Since we're speculating anyway, it's worth asking the question: Is there any real value in a console that can output at 8K resolution? And are gamers going to need to upgrade to an 8K-capable TV in the foreseeable future?
Diminishing returns
The answer to that first question depends largely on the screen size and the viewing distance for your gaming setup. Those variables determine the "angular resolution" of an image, i.e., how many pixels can be squeezed into each degree of your vision.
A person with 20/20 vision generally can't discern visual details that measure smaller than 1/60th of a degree of angular resolution on their retina. Using that heuristic, display resolutions beyond 4K only become "worth it" for displays 65 inches and above if you're sitting 4 feet or less from the screen, according to an analysis by RTINGS.com. That's pretty cramped for most living rooms.
More rigorous studies of how viewers perceive visual detail also suggest limited advantages in moving from 4K to 8K displays. TechHive's Scott Wilkinson detailed one study in 2020, a double-blind test led by Warner Bros., which asked participants to rate the relative quality of a number of film clips rendered in both 4K and 8K. That test got results from nearly 140 participants with a variety of visual acuity levels sitting at either five or nine feet away from an 88-inch OLED screen.

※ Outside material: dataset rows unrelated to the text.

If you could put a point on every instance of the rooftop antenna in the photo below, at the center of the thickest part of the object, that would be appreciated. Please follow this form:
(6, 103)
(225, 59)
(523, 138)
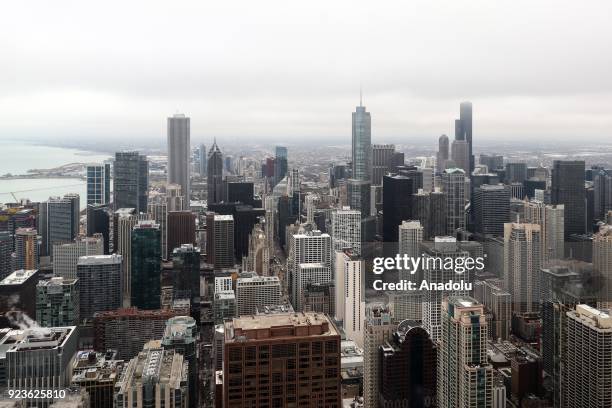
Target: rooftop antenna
(360, 95)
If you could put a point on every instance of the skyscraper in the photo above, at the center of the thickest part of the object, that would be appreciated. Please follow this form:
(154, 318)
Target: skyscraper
(153, 370)
(350, 297)
(306, 247)
(453, 186)
(220, 240)
(382, 158)
(491, 209)
(568, 189)
(465, 378)
(442, 155)
(130, 181)
(100, 284)
(98, 184)
(522, 246)
(181, 335)
(362, 144)
(257, 292)
(397, 204)
(214, 177)
(186, 273)
(145, 284)
(379, 328)
(587, 377)
(27, 244)
(298, 361)
(181, 229)
(408, 368)
(346, 229)
(463, 130)
(66, 256)
(6, 250)
(57, 302)
(62, 220)
(281, 165)
(202, 156)
(179, 153)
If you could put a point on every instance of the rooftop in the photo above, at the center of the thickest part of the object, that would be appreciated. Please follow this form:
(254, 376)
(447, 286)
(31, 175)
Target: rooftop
(278, 325)
(18, 277)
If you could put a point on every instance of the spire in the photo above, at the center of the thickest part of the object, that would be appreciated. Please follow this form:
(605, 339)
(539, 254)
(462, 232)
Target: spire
(360, 96)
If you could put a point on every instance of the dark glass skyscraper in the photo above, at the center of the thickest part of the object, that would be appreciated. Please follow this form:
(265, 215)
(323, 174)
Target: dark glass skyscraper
(131, 181)
(568, 189)
(98, 184)
(397, 204)
(214, 178)
(145, 287)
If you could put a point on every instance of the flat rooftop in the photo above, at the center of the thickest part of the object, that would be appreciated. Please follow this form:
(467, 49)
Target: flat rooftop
(18, 277)
(278, 325)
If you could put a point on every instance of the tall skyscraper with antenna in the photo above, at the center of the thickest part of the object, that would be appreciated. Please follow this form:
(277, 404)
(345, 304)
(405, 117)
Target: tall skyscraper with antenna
(179, 152)
(214, 177)
(362, 143)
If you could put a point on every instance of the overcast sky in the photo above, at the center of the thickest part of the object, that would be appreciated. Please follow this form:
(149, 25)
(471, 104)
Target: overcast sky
(287, 70)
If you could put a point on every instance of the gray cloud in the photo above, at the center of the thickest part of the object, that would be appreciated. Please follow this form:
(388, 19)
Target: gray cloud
(278, 69)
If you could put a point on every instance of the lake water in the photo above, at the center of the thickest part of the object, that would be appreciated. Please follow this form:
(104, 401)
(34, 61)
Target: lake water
(19, 157)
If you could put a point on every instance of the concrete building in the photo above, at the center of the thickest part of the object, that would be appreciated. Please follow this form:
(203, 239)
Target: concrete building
(465, 378)
(127, 330)
(130, 181)
(284, 367)
(97, 373)
(18, 293)
(350, 297)
(220, 240)
(181, 335)
(454, 188)
(255, 292)
(27, 248)
(57, 302)
(40, 358)
(179, 153)
(154, 378)
(98, 184)
(379, 328)
(100, 284)
(586, 375)
(346, 229)
(522, 246)
(66, 256)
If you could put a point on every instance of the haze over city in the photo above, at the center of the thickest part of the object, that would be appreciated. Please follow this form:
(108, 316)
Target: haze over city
(251, 71)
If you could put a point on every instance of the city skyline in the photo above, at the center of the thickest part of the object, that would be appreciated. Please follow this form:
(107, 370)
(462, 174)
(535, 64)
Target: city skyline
(415, 62)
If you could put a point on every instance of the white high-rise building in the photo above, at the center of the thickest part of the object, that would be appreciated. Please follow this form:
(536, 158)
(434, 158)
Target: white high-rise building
(306, 247)
(346, 229)
(223, 283)
(66, 256)
(309, 273)
(454, 187)
(586, 375)
(257, 292)
(441, 248)
(350, 304)
(551, 219)
(379, 328)
(602, 262)
(465, 378)
(179, 152)
(522, 246)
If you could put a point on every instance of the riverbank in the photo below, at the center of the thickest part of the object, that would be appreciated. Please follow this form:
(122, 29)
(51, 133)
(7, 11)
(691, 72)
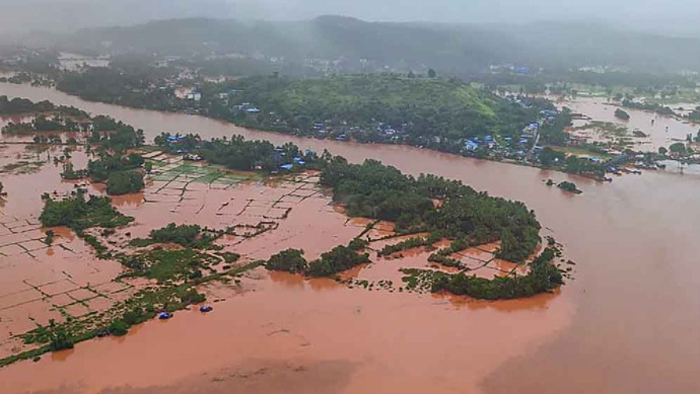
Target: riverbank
(622, 327)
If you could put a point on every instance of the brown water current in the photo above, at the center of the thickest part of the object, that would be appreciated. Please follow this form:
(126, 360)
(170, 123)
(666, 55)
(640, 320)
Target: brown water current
(626, 324)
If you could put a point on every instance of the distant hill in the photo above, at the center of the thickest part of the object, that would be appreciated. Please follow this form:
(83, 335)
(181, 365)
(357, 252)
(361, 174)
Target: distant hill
(449, 48)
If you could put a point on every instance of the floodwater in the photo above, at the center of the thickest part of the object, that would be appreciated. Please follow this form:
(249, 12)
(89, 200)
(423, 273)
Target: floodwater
(626, 324)
(662, 131)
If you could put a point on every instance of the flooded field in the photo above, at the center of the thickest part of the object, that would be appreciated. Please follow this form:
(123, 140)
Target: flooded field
(626, 324)
(661, 131)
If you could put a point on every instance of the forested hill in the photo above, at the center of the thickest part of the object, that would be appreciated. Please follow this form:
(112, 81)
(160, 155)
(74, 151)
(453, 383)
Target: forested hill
(371, 107)
(329, 37)
(356, 45)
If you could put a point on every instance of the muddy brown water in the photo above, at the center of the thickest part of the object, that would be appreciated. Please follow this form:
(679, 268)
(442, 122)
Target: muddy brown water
(627, 323)
(661, 130)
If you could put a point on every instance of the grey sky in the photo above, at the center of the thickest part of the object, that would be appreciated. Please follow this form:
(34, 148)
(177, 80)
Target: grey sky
(661, 15)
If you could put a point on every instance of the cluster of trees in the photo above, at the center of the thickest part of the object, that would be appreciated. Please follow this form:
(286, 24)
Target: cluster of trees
(290, 260)
(122, 173)
(408, 244)
(131, 86)
(339, 259)
(543, 276)
(621, 114)
(238, 153)
(124, 182)
(569, 187)
(115, 135)
(376, 191)
(189, 236)
(43, 124)
(19, 106)
(80, 213)
(433, 112)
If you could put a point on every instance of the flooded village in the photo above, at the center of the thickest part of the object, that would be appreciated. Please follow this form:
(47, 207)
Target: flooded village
(272, 329)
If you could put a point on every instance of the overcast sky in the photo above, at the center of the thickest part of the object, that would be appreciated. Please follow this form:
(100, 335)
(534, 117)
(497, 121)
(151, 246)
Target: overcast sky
(666, 15)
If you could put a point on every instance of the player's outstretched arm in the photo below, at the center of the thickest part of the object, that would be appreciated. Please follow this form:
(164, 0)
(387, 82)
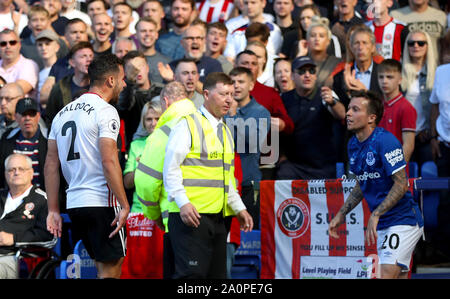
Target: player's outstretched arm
(51, 174)
(352, 201)
(397, 191)
(113, 176)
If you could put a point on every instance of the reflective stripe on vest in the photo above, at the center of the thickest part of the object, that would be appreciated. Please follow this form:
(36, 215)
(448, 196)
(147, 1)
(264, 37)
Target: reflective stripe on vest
(150, 171)
(208, 167)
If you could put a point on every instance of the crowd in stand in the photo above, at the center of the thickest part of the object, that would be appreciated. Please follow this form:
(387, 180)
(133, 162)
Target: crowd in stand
(303, 56)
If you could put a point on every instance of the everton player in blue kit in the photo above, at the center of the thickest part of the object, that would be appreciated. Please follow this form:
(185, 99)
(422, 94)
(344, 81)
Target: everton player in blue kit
(376, 159)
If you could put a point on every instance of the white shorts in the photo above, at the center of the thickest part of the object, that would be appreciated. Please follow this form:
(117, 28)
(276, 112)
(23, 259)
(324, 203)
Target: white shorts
(396, 244)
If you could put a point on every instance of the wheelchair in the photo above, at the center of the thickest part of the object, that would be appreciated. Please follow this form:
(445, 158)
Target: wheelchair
(37, 260)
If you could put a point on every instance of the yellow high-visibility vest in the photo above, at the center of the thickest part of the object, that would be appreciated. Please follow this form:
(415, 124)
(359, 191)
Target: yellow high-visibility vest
(208, 168)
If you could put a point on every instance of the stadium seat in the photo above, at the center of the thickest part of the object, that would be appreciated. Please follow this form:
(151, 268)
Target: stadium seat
(430, 198)
(78, 265)
(340, 170)
(413, 170)
(429, 170)
(247, 263)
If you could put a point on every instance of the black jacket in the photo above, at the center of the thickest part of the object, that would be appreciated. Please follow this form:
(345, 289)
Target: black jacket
(28, 222)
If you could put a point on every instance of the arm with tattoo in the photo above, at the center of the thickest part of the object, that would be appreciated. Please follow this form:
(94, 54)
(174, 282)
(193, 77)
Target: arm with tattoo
(353, 200)
(395, 194)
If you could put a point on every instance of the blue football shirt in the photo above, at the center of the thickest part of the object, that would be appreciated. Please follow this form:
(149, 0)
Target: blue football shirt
(374, 161)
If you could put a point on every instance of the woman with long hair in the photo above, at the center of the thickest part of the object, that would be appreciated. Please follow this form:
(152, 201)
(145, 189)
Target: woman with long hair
(419, 67)
(318, 37)
(294, 41)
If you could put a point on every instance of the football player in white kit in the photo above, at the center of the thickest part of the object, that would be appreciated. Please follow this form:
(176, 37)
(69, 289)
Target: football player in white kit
(83, 141)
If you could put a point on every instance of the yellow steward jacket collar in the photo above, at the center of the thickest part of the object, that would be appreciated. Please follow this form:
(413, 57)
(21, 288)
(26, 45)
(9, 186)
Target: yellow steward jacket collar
(176, 110)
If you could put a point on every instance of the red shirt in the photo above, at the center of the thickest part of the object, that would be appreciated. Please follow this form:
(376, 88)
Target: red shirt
(269, 98)
(399, 116)
(388, 38)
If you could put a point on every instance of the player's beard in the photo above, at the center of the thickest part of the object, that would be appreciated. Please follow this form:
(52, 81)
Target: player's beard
(115, 95)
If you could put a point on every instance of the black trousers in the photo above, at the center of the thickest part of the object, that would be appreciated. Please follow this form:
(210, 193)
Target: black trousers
(200, 252)
(251, 203)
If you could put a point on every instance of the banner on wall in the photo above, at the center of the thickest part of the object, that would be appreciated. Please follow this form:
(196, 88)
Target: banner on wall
(294, 234)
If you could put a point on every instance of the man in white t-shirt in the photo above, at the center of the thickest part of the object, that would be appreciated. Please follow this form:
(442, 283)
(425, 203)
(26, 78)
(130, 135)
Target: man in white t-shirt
(83, 141)
(252, 13)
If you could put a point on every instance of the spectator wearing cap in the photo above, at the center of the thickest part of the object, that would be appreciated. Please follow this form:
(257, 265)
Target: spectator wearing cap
(39, 21)
(64, 91)
(13, 66)
(29, 138)
(309, 153)
(10, 93)
(47, 46)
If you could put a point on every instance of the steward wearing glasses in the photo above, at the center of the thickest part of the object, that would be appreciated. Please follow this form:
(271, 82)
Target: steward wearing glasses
(309, 153)
(29, 138)
(23, 212)
(13, 66)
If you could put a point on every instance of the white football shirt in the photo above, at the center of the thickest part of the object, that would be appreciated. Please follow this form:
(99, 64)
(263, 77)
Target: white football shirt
(77, 129)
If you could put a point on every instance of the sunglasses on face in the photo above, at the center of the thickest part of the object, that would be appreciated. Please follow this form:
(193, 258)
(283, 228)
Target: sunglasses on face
(11, 43)
(421, 43)
(311, 70)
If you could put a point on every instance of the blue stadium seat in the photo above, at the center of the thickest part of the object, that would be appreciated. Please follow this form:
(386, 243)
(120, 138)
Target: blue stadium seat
(79, 265)
(247, 263)
(340, 170)
(429, 170)
(430, 198)
(413, 170)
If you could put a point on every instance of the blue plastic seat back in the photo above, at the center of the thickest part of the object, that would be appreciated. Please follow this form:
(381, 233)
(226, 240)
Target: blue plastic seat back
(430, 198)
(87, 265)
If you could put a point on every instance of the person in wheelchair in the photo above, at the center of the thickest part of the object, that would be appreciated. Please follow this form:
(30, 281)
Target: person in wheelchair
(23, 212)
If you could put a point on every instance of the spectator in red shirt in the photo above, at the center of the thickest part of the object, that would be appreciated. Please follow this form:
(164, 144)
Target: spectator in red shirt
(265, 95)
(399, 116)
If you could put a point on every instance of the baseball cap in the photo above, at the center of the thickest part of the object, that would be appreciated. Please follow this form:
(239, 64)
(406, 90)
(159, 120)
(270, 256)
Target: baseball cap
(26, 104)
(48, 34)
(301, 62)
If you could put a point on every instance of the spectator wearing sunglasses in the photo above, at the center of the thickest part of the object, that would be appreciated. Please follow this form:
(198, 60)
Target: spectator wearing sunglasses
(29, 138)
(418, 71)
(13, 66)
(420, 15)
(309, 152)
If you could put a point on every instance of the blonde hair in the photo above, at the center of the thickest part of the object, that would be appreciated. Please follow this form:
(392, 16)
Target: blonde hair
(153, 105)
(318, 21)
(409, 73)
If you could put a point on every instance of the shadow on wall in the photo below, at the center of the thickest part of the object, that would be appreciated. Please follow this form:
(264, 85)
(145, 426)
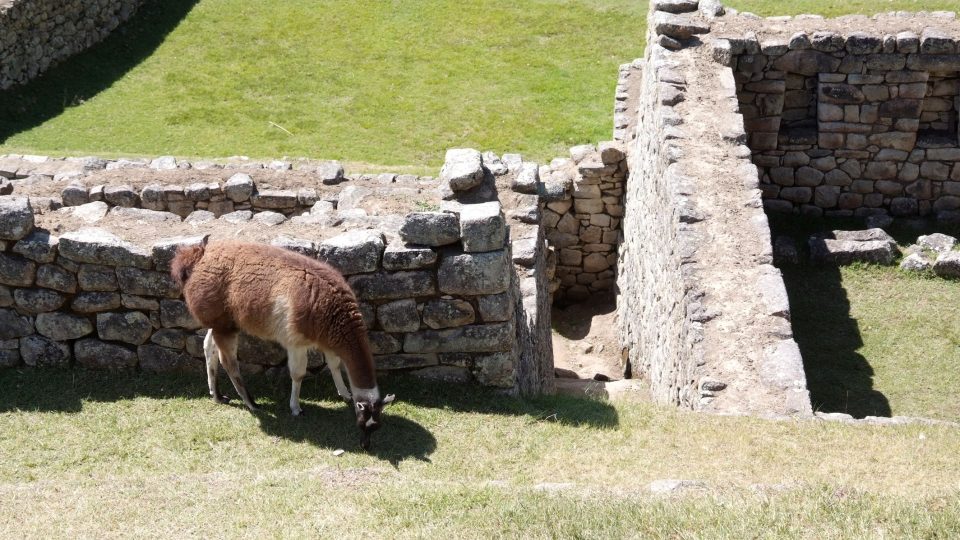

The study set up a subjective scale for participants to rate the two different versions of each clip: "same" (0); "slightly better" (+1); "better" (+2); and "much better" (+3) (If the 4K clip was judged better, the results noted a negative value). On average, the participants rated the 8K clips just 0.252 points better than their 4K counterparts. While that is technically an improvement, it's one that gets you only a quarter of the way to "slightly better" on the study's subjective scale.
What's more, a slight majority of participants watching six of the seven clips said both resolutions looked the same; they literally couldn't tell the difference. A significant minority of participants also said the 4K image looked better, which could suggest they were guessing.
Who’s in the market?
Right now, 8K TVs are an expensive niche, with high-end displays running close to $30,000. Given that, and the relative dearth of 8K-ready content, it's not surprising that manufacturers shipped fewer than 100,000 8K-capable TVs worldwide in the last quarter of 2021, according to Omdia Research. And while prices will no doubt come down, Omdia sees 8K sets in just over 2.6 million households worldwide by 2026, and "no convincing market demand of further 8K service development" worldwide.In other words, we might finally be hitting the point where the law of diminishing returns will finally force console manufacturers and game makers to stop chasing more and more pixels as a selling point. But that doesn't mean there's no space for improved pixel densities in gaming. PC players, who routinely sit just a foot or two from increasingly large monitors, could probably benefit from at least one more doubling of the linear pixel density in their displays.
And let's not forget VR displays, which routinely sit just a couple of inches from the player's eyes. Oculus founder Palmer Luckey told Ars back in 2013 that a VR headset would need to generate an 8K "per eye" resolution "to get to the point where you can't see pixels. And to get to the point where you couldn't see any more improvements, you'd need several times that." How's that for a "retina display"?